Fast forward two years. I am sober. Through a monumental struggle, daily surrender, working a program, listening to a sponsor, sleeping, praying, and getting out of my own way (which I still have to do like every hour and sometimes every minute). I still have my family. I am sober. I still have a lot of work to do. I am healing. I am healed.
There's no manuscript (yet). And that place I mentioned? The place I always return?
As I write this, Hurricane Irma is hurdling toward Florida. It's where many of my friends and family are. Today I fear for their safety. And there's only so much I can do. We've opened our home to friends and family, some of whom are still on the fence about evacuating. (Our light is open and we pray they will come.)
Meanwhile, Texas is still reeling from Hurricane Harvey. Our nation is grappling with its very identity. I struggle with the fact that there are so many people literally fighting for their lives and freedom today.
Last night I was interviewed for the Since Right Now podcast. The hosts, Chris and Jeff, are early pioneers in the digital recovery space. I stammered over my story, said way too many "you knows," and got deep about that time I saw Brene Brown in person and wanted to throw up because she was talking about vulnerability and shame, and there I was at my rock bottom. But you can listen to the podcast for that whole story.
At the end, after we talked about the changing face of recovery and they asked if I had anything to add I told them this. Paraphrasing and editing a bit, in retrospect.
As a Floridian and a person in recovery and an American, this is what I know to be true today:
- My heart is breaking for this world. I'm scared for my friends, family, and strangers in the direct path of the storm. I'm scared for all people whose freedom and lives are in peril. (This includes Dreamers affected by the DACA decision and all people whose civil liberties are at risk today. E.g., all of us.)

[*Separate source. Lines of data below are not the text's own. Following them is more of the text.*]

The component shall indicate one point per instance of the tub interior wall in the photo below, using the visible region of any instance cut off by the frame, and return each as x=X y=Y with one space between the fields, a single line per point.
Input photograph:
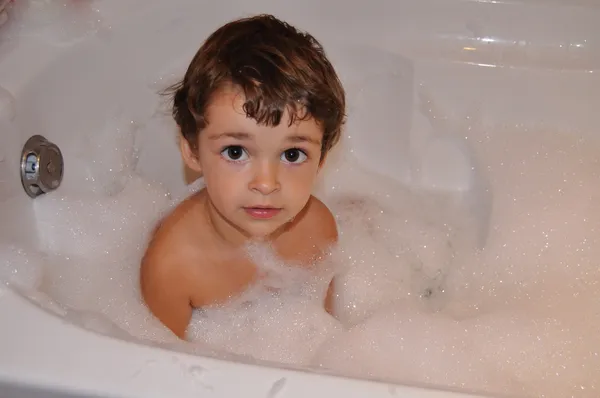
x=392 y=59
x=408 y=76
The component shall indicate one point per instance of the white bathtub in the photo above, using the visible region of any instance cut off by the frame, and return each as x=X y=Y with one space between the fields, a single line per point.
x=512 y=63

- I believe that people in recovery are part of a group of people who are equipped, because of the hells that we have been through, to show up and fight for to others. To show compassion and empathy for the scared and shaking and broken-hearted.
- People in recovery know what it's like to run from, and if we're lucky enough, to run toward a place of safety. If we're lucky enough, we've found a safe harbor. We've found people who say "Come in. Rest your head. All are welcome."
- People in recovery know what it's like to be physically, emotionally, mentally and spiritually broken. To have weary bones and souls. And if we're lucky, we know what it means to have another human being say "Me too," and "It gets better. Even when first it gets worse."
- I've learned that I have to take care of myself to be any good to people in need. For me this means working a daily multi-faceted program of recovery. I cannot give away what I don't have. This includes health, stability, and serenity. And ...
- I am still fighting some of my fights. But I'm better than I was yesterday, and transformed from that girl two years ago.
- Those of us who are equipped today to help must. If we have weathered our storms -- and even if we're still going through them -- we have to show up however we can. (While still taking good care of ourselves.)
- None of this has anything to do with me, or the dream about returning to a beach. It's just to say: we must keep going, together. We can do this.
Today I particularly pray for people in the path of the storms who are detoxing and in early recovery, as well as those whose recovery is being challenged by chaos and disaster. I also pray for people affected by the storms, and those in the path for whom evacuation is not a possibility. For people with chronic and life-threatening illnesses, the elderly, and children. I pray for everyone who is scared. God be with them.
Stay safe friends. There is a harbor. I will meet you on the beach. No matter what happens.
I pray for strength for everyone in this storm.